Reader Comments

Post a new comment on this article

Absolute vs. Relative Data Collection

Posted by fhuszar on 03 Jan 2013 at 21:21 GMT

Thank you for the insightful analysis, my comment addresses the data collection strategy employed by the authors.

Users have valuable knowledge about the strength of their connections to others, and the purpose of this study was to design an experimental mechanism to elicit this knowledge, and then use it as ground truth for analysis of social tie strength in online social networks. I believe the proposed mechanism for eliciting user's knowledge about tie strengths is not the most effective one, mainly because it discretises the continuous tie strength into essentially binary values: 'strong' and 'weak' connections. There are a few variables and subject-level differences that this procedure does not control for, namely:

#1) absolute activity of users: some people may not communicate actively on facebook, while others use it with higher frequency

#2) total number of friends: the "top 5 closest friends on facebook" means a different thing for someone with 20 connections and someone with 300 or more.
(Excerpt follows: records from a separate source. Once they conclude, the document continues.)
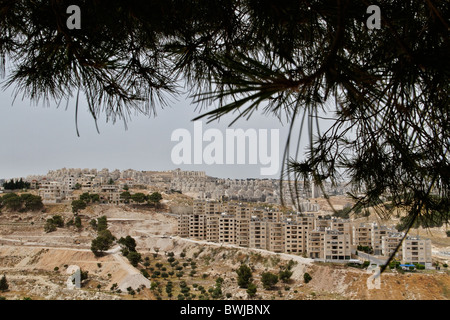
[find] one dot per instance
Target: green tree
(78, 222)
(32, 202)
(134, 258)
(102, 243)
(128, 243)
(307, 277)
(244, 276)
(49, 226)
(3, 284)
(12, 202)
(102, 223)
(78, 205)
(138, 197)
(251, 290)
(285, 275)
(269, 280)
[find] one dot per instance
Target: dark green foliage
(102, 243)
(128, 243)
(139, 197)
(251, 290)
(55, 222)
(244, 276)
(134, 258)
(292, 60)
(78, 222)
(31, 202)
(78, 205)
(285, 275)
(307, 277)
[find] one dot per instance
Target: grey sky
(36, 139)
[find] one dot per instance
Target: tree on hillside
(139, 197)
(102, 242)
(32, 202)
(128, 244)
(383, 88)
(78, 205)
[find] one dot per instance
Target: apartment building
(362, 235)
(390, 242)
(336, 245)
(320, 237)
(227, 228)
(183, 225)
(315, 243)
(275, 236)
(212, 227)
(197, 226)
(377, 234)
(258, 233)
(52, 192)
(416, 250)
(294, 237)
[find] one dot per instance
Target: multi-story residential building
(212, 227)
(390, 242)
(344, 226)
(315, 243)
(362, 235)
(227, 228)
(183, 225)
(377, 234)
(416, 250)
(275, 232)
(258, 233)
(197, 226)
(337, 245)
(294, 237)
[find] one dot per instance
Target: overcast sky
(35, 139)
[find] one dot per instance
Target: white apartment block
(337, 245)
(324, 238)
(416, 250)
(390, 242)
(258, 233)
(362, 235)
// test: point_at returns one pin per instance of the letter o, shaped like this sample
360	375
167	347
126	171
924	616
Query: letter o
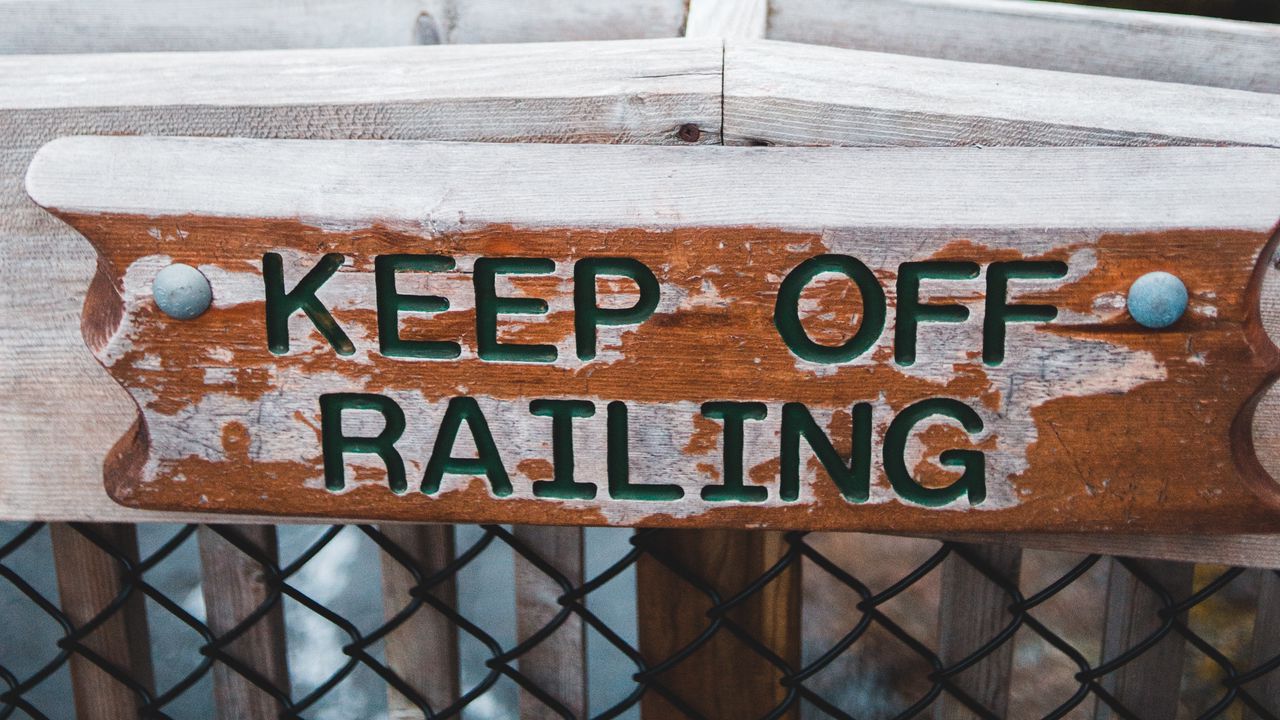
786	311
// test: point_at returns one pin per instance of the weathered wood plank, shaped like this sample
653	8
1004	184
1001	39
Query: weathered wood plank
234	587
219	204
789	94
1266	645
973	611
558	662
424	650
727	18
123	26
1052	36
576	92
88	580
726	561
1146	686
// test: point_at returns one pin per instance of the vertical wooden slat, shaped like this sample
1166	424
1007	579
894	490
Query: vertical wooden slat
88	580
1266	643
740	19
557	664
972	611
723	678
1148	684
234	586
423	651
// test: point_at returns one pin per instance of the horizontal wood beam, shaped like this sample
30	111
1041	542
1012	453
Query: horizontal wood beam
1052	36
127	26
792	94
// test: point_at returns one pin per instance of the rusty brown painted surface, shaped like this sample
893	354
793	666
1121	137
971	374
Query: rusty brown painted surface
1089	423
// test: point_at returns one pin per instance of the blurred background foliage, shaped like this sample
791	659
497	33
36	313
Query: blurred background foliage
1260	10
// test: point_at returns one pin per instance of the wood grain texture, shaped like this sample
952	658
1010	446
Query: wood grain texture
1051	36
1266	645
220	204
557	664
618	92
972	611
789	94
727	18
88	582
1147	686
424	650
236	588
131	26
677	613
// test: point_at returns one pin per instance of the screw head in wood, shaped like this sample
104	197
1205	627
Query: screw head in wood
182	292
1157	300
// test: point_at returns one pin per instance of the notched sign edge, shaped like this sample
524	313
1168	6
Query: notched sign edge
105	309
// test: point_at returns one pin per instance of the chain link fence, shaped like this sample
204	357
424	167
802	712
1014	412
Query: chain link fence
869	627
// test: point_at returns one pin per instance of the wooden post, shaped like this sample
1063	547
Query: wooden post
973	611
557	664
1266	643
234	587
723	678
1147	684
88	579
424	650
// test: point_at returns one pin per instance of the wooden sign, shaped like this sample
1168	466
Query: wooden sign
905	340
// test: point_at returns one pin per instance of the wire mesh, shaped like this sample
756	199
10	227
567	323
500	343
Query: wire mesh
871	648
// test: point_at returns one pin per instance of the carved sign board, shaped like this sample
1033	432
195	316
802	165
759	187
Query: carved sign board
906	340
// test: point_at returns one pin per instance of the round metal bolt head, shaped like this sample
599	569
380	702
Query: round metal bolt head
182	292
1157	300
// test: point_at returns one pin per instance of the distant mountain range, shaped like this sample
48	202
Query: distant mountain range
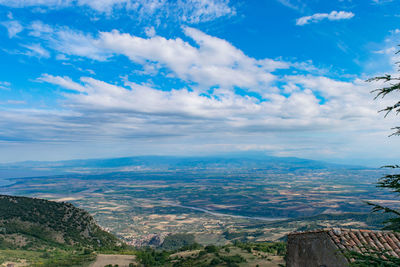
162	163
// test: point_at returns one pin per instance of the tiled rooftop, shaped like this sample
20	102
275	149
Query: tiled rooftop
360	240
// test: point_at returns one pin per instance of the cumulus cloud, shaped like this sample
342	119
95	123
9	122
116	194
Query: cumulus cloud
280	98
223	109
5	85
213	62
36	50
334	15
13	27
190	11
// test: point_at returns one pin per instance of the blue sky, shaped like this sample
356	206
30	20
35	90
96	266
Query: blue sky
89	79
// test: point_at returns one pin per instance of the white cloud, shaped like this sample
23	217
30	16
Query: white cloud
13	27
191	11
5	85
334	15
214	62
150	31
36	50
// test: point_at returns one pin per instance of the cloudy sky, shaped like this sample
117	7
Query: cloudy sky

#3) distribution of connection strengths within the users' network: even in real life, some people may have 10 very strong connections, others may not have strong connections at all. Furthermore, the threshold of connection strength above which you call someone a close friend may vary from person to person.

Any of these 3 effects may interfere with the data collection and analysis strategy employed in the paper.

An alternative data collection strategy could have used series of two-alternative forced choice (2AFC) trials: Ask the user series of questions "Who is a closer friend to you, Alice or Bob?". This concept for eliciting user opinions has been used in the past, although in slightly different context, for example in this experiment:

Binary preferentce (2AFC) data has several nice properties and advantages for inference. There are several methods that would allow you to infer real valued connection strength from this data. There are methods directly analogous to logistic regression or support vector machines; see for example (Fürnkranz & Hüllermeier, 2011, Preference Learning, Springer)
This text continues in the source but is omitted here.